The rules cover Egyptian SAMs and Sagger anti-tank missiles, as well as Israeli armored and air superiority.

===Scenarios===
The game comes with three historical scenarios:
- The entire battle, using either historical placement of military units or an option for players to set up their units as they see fit)
- The first Israeli counterattack
- The Battle of the Chinese Farm
There are also three hypothetical scenarios:
- The Israeli government believes its intelligence services and reinforces the Suez Canal before the attack
- The Arab attack across the Suez Canal is a total surprise.
- A scenario involving direct American and Soviet military involvement.
The longest scenario is 12 turns.

===Ceasefire===
As a random event, the United Nations may propose a ceasefire.
- If the players agree to the ceasefire, the game is over; victory points earned to that time are added up and the player with the most is the winner.
- If a player ignores the ceasefire, the player is penalized two victory points, and the game continues.
If a second ceasefire is also ignored, Soviet forces intervene on behalf of the Arabs, and American fores intervene on behalf of the Israelis.

==Publication history==
In 1993, The Gamers published Stalingrad Pocket, the first in a line of relatively simple board wargames called "Standard Combat Series" (SCS) that would use a common set of rules. The fourth game in this series, Yom Kippur, was designed by Al Sandrick and was published in 1995 with cover art by Dean Essig.

A French language edition of the game was published by Oriflam in 1996, and a Japanese language edition was published in Command Japan #65 in 2006 by Kokusai-Tsushin Co., Ltd. (国際通信社) with artwork by Sawshun Yamagushi.

Multi-Man Publishing bought The Gamers in 2001, and re-released several games including Yom Kippur.

==Reception==
In Issue 16 of Pyramid, Jimmie W. Pursell called this game "an outstanding piece of work and a fine addition to the SCS line. I highly recommend it to players interested in this era or subject and to those looking for a quick and simple game that still has plenty of chrome. I, for one, anxiously await the next game in the series."

In Issue 88 of the French games magazine Casus Belli, Frank Stora called the game "very manageable", and noted the special rules about missiles and air power "are handled without complexity and more or less correctly." However, Stora thought that direct Soviet/American intervention was "on the extreme edge of plausibility." Stora concluded, "In short, a game of good overall quality, but some points would benefit from more political and historical plausibility."

In Issue 5 of Zone of Control, John W. Kisner commented, "Every now and then you come across a game that works so well that you get excited about the hobby again. Yom Kippur is one of those games, a throwback to an age in which the complexities of the system do not obscure the problems faced by both sides."

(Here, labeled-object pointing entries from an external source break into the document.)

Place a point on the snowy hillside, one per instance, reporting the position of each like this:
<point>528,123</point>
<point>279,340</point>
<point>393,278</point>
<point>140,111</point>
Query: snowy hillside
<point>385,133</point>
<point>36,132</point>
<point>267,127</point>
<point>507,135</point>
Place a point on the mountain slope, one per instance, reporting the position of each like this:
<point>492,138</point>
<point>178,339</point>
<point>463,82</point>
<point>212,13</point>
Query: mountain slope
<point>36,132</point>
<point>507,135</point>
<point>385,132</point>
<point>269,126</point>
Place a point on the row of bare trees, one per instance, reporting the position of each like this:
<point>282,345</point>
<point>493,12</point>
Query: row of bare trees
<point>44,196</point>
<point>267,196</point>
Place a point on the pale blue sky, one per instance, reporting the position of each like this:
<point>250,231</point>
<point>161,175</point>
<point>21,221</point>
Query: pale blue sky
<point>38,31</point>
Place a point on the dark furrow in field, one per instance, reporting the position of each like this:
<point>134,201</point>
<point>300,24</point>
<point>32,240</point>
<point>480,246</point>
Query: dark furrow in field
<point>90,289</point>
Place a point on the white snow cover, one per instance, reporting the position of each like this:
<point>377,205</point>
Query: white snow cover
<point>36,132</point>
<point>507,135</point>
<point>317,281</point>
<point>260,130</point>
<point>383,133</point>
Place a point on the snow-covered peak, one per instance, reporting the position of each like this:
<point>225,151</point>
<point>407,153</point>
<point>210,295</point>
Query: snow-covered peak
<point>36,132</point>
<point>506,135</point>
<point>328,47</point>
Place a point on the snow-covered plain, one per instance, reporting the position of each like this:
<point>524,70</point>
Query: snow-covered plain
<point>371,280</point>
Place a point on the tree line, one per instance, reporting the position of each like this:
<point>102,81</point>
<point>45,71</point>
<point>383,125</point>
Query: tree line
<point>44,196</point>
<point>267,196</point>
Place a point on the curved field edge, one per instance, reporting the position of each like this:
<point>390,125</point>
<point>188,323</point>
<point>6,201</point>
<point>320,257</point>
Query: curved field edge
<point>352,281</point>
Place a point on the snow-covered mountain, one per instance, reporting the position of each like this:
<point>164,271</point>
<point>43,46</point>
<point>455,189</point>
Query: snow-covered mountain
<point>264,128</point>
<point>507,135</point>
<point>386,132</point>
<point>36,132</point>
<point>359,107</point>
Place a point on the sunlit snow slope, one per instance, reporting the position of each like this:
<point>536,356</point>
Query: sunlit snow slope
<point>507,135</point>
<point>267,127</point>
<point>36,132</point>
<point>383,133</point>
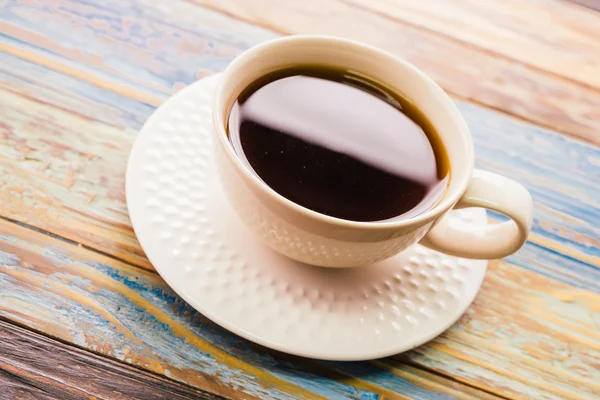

In Issue 25 of Warning Order, Matt Irsik called this game "no frills, straight to the point." Irsik liked the large number of scenarios, noting "All in all, there is pretty good replay value here." Irsik also liked the fact that "there is some randomness and unknown factors that force both sides to adjust their strategies." Irsik did find a balance issue in the game, pointing out "the victory conditions are tougher on the Israelis and it forces them to act quicker than probably many players would like." Irsik concluded, "one of the positive things that Yom Kippur has going for it in comparison to many other games on this subject is playability. A fairly quick set up, few rules to memorize, nothing unusual in the sequence of play, and the game plays fast (probably 3-4 hours max). It may not be the most accurate game on the subject, but it is a lot of fun."

==Awards==
At Origins 1995 Yom Kippur won a Charles S. Roberts Awards in the category "Best Post-World War II Board Game".